Creating a memorable event is not easy. If there is anything I have learned as social chair, good parties do not just happen. Good parties are made. There is always some poor organizer pulling their hair out in the corner because something didn’t go exactly the right way while everyone else is having a great time all around. Been there, done that! The most successful parties I have thrown have worked out because I put a lot of time, effort, and thought intothem.

It sounds overwhelming, I know. But focusing on details will make things a lot easier. The first one is how you plan to let people know about your event. The way you invite people will really set a tone for your event. For example, if you are throwing a casual get together, it is fine to text people to let them know all the info. However, if you are going for a black tie kind of thing, a printed invitation letting your guests know the dress code will be appreciated. The design of the invitation will also give the attendee some idea of what kind of event it is. An invitation cut in the shape of a bib is going to clue people in that it is baby-related right away, whereas an invite on heavy cardstock with a lined envelope is going to scream “fancy party!”

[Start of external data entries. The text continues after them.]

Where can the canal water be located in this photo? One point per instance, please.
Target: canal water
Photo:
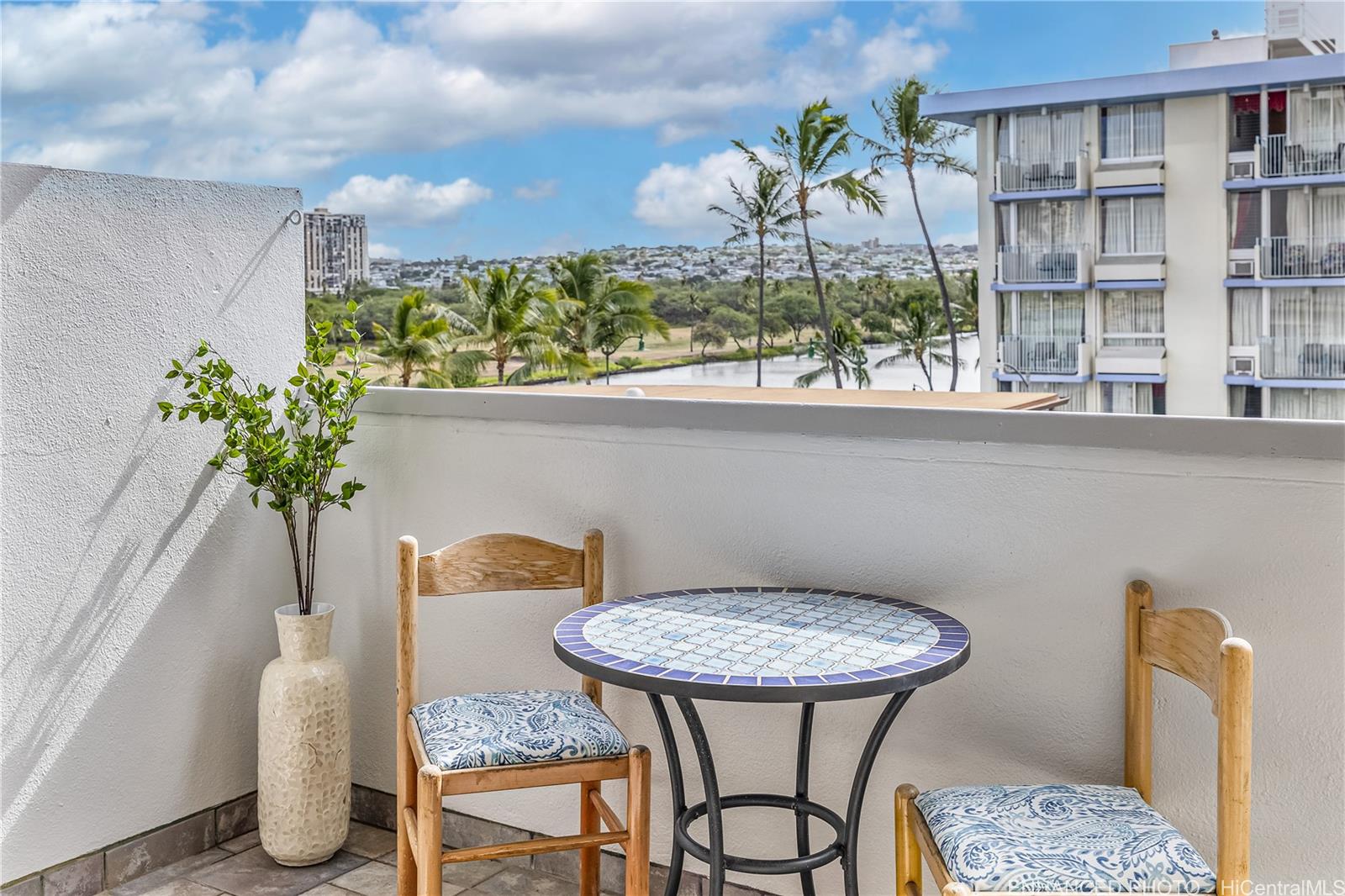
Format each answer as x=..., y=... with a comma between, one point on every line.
x=782, y=372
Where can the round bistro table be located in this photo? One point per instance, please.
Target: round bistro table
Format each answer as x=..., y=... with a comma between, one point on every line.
x=764, y=645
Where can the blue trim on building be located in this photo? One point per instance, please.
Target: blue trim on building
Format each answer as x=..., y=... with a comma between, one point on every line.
x=1131, y=284
x=963, y=107
x=1138, y=190
x=1032, y=378
x=1232, y=380
x=1291, y=181
x=1284, y=282
x=1153, y=378
x=1026, y=195
x=1039, y=287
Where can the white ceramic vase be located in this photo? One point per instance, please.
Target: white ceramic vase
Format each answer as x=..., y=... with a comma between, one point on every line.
x=303, y=743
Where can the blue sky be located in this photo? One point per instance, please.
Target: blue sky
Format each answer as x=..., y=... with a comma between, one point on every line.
x=493, y=129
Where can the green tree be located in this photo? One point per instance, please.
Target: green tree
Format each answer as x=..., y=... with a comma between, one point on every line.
x=798, y=313
x=504, y=315
x=918, y=140
x=851, y=351
x=919, y=329
x=811, y=155
x=766, y=210
x=737, y=324
x=876, y=323
x=416, y=342
x=291, y=459
x=708, y=335
x=616, y=314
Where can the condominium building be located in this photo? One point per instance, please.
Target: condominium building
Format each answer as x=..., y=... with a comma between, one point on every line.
x=335, y=250
x=1174, y=241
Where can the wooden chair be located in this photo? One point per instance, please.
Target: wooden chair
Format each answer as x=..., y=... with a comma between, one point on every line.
x=494, y=564
x=1192, y=643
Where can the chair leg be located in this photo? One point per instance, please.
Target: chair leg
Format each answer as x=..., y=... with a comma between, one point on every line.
x=589, y=824
x=407, y=786
x=430, y=822
x=638, y=824
x=908, y=849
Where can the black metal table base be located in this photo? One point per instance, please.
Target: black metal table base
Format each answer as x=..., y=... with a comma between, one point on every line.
x=847, y=829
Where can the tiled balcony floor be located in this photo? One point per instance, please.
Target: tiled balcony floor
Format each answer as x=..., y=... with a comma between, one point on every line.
x=363, y=867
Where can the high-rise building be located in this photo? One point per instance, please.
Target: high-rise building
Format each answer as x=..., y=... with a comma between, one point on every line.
x=1174, y=241
x=335, y=250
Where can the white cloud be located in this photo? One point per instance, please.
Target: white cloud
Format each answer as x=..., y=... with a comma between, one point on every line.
x=537, y=190
x=156, y=77
x=674, y=198
x=400, y=199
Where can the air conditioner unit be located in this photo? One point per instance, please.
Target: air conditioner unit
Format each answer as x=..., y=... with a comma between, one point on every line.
x=1243, y=361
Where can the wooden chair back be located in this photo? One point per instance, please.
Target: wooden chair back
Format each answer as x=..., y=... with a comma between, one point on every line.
x=488, y=564
x=1196, y=645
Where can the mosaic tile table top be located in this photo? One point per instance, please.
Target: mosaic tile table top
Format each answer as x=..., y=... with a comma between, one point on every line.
x=763, y=643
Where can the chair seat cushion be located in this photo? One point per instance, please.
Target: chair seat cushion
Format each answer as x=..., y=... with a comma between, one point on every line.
x=515, y=727
x=1063, y=838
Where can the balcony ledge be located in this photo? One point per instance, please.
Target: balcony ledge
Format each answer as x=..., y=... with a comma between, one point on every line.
x=1315, y=440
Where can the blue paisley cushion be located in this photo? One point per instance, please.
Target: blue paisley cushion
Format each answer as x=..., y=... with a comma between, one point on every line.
x=515, y=727
x=1060, y=837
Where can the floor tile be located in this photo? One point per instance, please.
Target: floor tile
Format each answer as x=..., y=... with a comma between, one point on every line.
x=377, y=878
x=168, y=873
x=242, y=842
x=515, y=882
x=78, y=878
x=159, y=849
x=457, y=873
x=182, y=887
x=256, y=873
x=369, y=841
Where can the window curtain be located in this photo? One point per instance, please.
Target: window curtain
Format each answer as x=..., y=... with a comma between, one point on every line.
x=1051, y=314
x=1244, y=316
x=1129, y=313
x=1046, y=224
x=1297, y=210
x=1116, y=226
x=1149, y=129
x=1328, y=215
x=1149, y=225
x=1116, y=132
x=1309, y=315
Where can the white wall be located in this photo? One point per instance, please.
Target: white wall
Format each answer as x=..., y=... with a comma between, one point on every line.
x=138, y=588
x=1196, y=208
x=1024, y=526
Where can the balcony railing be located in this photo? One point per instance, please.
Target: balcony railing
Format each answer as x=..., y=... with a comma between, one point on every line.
x=1042, y=354
x=1284, y=156
x=1295, y=358
x=1301, y=256
x=1019, y=174
x=1058, y=262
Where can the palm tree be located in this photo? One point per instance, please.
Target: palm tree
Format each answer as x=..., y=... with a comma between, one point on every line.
x=918, y=329
x=620, y=313
x=416, y=343
x=918, y=140
x=504, y=316
x=766, y=212
x=966, y=307
x=849, y=351
x=810, y=156
x=599, y=311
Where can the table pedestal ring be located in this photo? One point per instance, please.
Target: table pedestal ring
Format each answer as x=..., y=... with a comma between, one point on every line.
x=844, y=846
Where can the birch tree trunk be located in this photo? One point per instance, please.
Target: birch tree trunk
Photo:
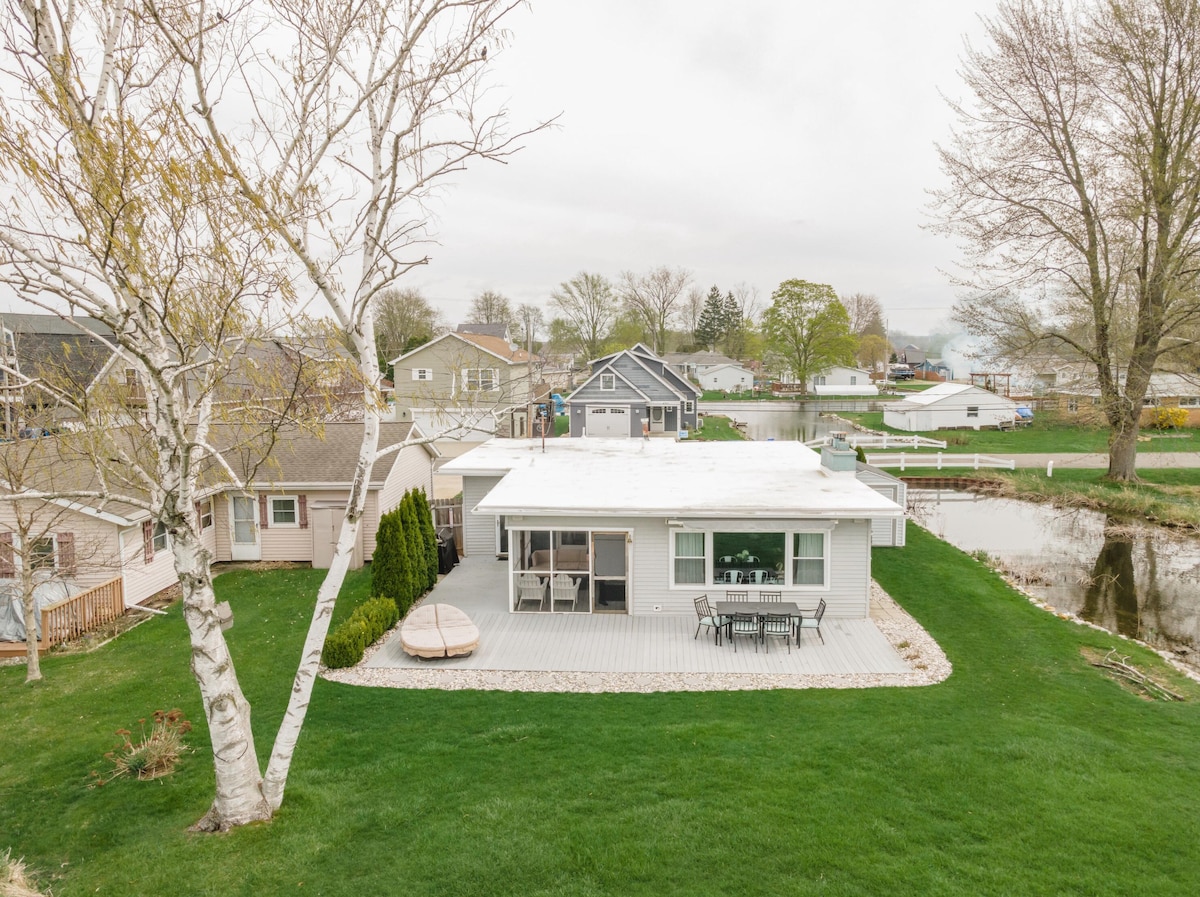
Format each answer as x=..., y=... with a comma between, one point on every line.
x=239, y=783
x=29, y=602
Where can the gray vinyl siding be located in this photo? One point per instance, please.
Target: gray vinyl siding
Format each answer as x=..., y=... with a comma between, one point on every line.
x=886, y=531
x=478, y=530
x=850, y=566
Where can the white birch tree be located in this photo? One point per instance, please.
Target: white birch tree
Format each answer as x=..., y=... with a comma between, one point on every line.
x=373, y=104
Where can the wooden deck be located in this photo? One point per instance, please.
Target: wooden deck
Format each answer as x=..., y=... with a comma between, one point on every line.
x=618, y=643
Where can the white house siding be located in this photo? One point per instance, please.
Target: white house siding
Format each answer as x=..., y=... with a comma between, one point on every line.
x=222, y=548
x=886, y=531
x=850, y=565
x=479, y=530
x=726, y=378
x=144, y=579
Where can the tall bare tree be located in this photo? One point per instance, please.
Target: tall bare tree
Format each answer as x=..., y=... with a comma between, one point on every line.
x=1074, y=178
x=393, y=100
x=178, y=240
x=588, y=309
x=655, y=299
x=491, y=307
x=865, y=314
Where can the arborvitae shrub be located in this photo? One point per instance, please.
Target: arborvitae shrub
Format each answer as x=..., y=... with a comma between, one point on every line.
x=346, y=644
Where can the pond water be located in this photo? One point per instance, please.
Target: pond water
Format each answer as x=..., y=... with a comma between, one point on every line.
x=771, y=421
x=1129, y=577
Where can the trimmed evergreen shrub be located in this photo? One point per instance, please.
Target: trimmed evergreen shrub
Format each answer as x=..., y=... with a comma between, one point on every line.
x=414, y=553
x=388, y=563
x=431, y=540
x=346, y=644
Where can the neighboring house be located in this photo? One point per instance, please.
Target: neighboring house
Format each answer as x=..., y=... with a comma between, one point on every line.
x=693, y=365
x=840, y=380
x=45, y=347
x=731, y=378
x=291, y=512
x=646, y=527
x=951, y=405
x=468, y=386
x=630, y=392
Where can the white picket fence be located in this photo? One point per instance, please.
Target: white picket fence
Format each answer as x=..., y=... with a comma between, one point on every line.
x=886, y=440
x=907, y=459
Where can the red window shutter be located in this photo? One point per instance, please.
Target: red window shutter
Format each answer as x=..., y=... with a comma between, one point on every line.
x=66, y=553
x=6, y=564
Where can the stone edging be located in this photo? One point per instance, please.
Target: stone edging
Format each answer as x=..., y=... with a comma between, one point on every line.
x=923, y=655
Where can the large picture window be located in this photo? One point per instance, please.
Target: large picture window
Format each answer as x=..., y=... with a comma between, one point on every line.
x=737, y=560
x=689, y=558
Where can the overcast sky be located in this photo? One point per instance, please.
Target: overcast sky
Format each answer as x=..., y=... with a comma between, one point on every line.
x=745, y=143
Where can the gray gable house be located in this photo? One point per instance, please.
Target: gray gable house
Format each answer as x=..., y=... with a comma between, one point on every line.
x=631, y=392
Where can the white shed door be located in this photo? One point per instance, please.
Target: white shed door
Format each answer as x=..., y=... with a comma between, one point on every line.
x=607, y=421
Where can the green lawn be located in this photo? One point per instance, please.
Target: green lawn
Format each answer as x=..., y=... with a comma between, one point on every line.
x=717, y=428
x=1167, y=495
x=1042, y=435
x=1026, y=772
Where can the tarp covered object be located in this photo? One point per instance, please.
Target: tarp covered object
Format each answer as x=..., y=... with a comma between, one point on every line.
x=12, y=614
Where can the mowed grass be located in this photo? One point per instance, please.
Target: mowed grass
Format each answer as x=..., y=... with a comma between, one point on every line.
x=1042, y=435
x=1168, y=495
x=1026, y=772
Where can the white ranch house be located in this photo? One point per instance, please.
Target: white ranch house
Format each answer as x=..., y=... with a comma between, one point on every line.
x=731, y=378
x=645, y=527
x=951, y=405
x=841, y=380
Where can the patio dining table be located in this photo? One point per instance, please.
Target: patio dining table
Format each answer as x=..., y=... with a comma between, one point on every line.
x=759, y=608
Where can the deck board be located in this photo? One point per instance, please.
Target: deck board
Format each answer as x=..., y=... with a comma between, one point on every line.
x=621, y=643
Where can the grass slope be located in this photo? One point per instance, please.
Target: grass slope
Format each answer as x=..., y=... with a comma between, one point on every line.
x=1042, y=435
x=1025, y=772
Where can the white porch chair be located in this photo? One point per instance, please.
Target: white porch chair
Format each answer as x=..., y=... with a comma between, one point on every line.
x=531, y=588
x=563, y=590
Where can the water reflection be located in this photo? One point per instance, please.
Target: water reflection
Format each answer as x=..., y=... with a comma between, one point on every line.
x=1128, y=577
x=775, y=421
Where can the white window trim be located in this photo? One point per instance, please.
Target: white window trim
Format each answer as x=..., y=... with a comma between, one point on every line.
x=270, y=512
x=493, y=373
x=160, y=533
x=707, y=558
x=789, y=558
x=789, y=564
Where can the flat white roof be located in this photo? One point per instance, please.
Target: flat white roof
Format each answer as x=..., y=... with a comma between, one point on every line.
x=661, y=477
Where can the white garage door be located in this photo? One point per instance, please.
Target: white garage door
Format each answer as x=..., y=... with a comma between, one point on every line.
x=607, y=421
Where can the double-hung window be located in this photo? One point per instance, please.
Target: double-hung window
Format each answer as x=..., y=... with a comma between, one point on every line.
x=689, y=558
x=480, y=379
x=808, y=559
x=285, y=512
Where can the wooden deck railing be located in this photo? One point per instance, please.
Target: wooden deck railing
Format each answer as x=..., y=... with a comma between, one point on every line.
x=71, y=618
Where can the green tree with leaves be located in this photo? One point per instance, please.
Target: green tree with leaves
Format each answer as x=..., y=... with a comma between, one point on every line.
x=388, y=577
x=808, y=329
x=711, y=329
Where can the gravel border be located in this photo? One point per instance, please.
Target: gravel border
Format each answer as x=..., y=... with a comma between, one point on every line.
x=924, y=656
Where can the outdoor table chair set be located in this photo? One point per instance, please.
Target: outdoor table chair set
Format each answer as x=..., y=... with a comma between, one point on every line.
x=768, y=618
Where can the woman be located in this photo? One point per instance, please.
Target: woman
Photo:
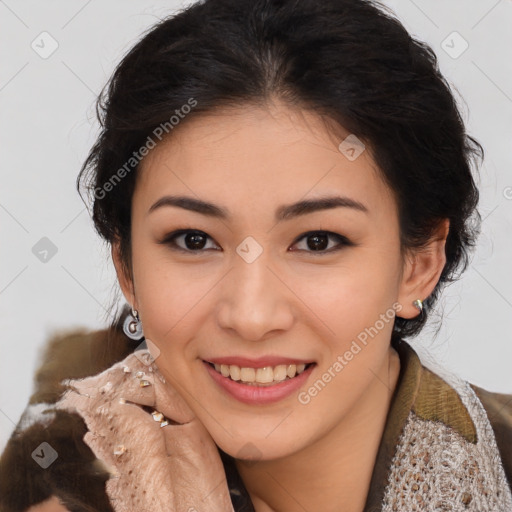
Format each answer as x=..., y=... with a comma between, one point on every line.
x=286, y=187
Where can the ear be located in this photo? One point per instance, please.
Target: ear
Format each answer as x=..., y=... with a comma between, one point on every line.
x=422, y=270
x=123, y=277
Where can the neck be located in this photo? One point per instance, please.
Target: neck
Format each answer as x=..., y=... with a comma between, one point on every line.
x=334, y=472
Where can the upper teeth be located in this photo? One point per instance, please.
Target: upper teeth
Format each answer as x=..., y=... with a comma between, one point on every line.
x=260, y=375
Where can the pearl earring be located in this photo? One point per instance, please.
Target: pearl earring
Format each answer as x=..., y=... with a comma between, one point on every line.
x=418, y=303
x=132, y=326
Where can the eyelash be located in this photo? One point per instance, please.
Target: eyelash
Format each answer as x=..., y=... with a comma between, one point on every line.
x=171, y=237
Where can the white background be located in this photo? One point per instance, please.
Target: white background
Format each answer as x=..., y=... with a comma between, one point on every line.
x=48, y=126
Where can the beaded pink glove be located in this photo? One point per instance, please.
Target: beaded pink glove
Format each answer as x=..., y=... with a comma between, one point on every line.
x=160, y=456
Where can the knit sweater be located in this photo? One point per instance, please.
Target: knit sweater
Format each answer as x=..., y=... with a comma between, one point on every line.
x=92, y=436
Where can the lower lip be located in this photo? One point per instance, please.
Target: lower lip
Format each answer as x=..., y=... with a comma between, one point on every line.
x=259, y=394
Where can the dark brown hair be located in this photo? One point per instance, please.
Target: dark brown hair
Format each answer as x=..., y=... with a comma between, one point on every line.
x=349, y=60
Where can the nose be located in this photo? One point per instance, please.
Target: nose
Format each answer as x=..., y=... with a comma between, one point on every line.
x=255, y=304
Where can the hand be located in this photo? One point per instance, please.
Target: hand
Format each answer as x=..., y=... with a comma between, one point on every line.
x=154, y=468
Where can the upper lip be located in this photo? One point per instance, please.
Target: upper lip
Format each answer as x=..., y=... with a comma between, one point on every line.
x=260, y=362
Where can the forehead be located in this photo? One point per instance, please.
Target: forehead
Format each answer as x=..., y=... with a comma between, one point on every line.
x=251, y=157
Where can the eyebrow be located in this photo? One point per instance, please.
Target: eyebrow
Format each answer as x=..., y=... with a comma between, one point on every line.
x=284, y=212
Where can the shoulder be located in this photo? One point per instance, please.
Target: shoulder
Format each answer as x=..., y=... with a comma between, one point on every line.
x=498, y=407
x=28, y=476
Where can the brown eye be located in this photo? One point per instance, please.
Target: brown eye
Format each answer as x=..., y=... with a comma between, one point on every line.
x=318, y=241
x=187, y=240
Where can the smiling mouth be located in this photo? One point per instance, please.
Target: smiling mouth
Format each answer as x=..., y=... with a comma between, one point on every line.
x=267, y=376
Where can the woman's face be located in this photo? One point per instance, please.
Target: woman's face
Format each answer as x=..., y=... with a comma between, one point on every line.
x=253, y=284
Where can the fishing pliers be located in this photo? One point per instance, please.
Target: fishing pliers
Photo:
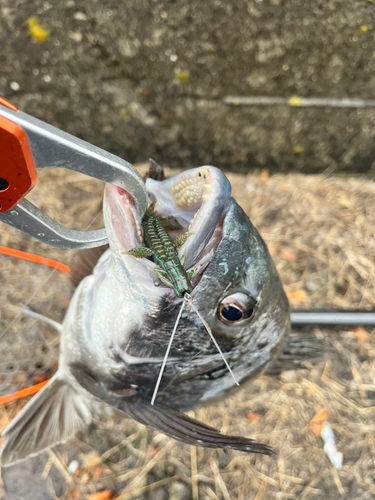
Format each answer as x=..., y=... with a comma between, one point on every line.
x=27, y=144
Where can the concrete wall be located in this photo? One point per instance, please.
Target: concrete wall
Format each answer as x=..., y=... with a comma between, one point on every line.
x=147, y=78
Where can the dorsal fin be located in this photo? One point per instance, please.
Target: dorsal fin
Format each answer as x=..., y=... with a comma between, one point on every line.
x=54, y=415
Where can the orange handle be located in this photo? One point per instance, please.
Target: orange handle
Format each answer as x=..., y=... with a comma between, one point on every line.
x=17, y=169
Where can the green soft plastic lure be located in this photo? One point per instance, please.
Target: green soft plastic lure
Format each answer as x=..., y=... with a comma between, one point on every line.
x=164, y=251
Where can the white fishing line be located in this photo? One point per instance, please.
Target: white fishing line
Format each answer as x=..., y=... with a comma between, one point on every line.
x=188, y=299
x=167, y=353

Always check out a venue beforehand. Really evaluate the space you plan to use so you’ll know what you need. It will help you figure out the best way to use the space. A party at home might have everything you need, but it might require rearranging furniture to create a dancefloor.Renting a banquet hall may give you all the space you want but you may have to provide your own lighting or seating. Knowing that kind of thing beforehand makes your job way easier. This way, you can add setup time into your schedule or get rental equipmentin time for the big event. This is also the time where you plan for how you are going to decorate. It is up to you whether you want to go big with decorations but choose them thoughtfully. I’ve had sorority sisters buy every item on the shelf at the party store that went with the theme of the party with no idea how to use it all. Or you start getting everything ready and realize you are about twelve balloons short for your balloon arch. If people are going to be sitting at tables, a centerpiece is a must. They need something to look at besides just each other. You can go small or tall. Just be sure that it does not block the view of people sitting across from each other. So—tall, thin vase of tulips=great. A medium-sized, bushy topiary=not so much. Decide whether you need to make a seating chart—if everyone knows everyone, you might not need one. But if there are different groups or lots of singles, assigned seating can ease any awkwardness.

Have some kind of entertainment. Don’t just wait for that one drunken frat boy to start building a tower of beers. Have something for people to do. Whether it is a party game, eating a meal, dancing, or something else entirely, be sure that there is more to do than just staring at one another. Don’t assume because they know each other that the conversation will flow naturally. Give them something to talk about and a reason to interact with each other.

And there you have it: get these details right and you are going to have a great party on your hands.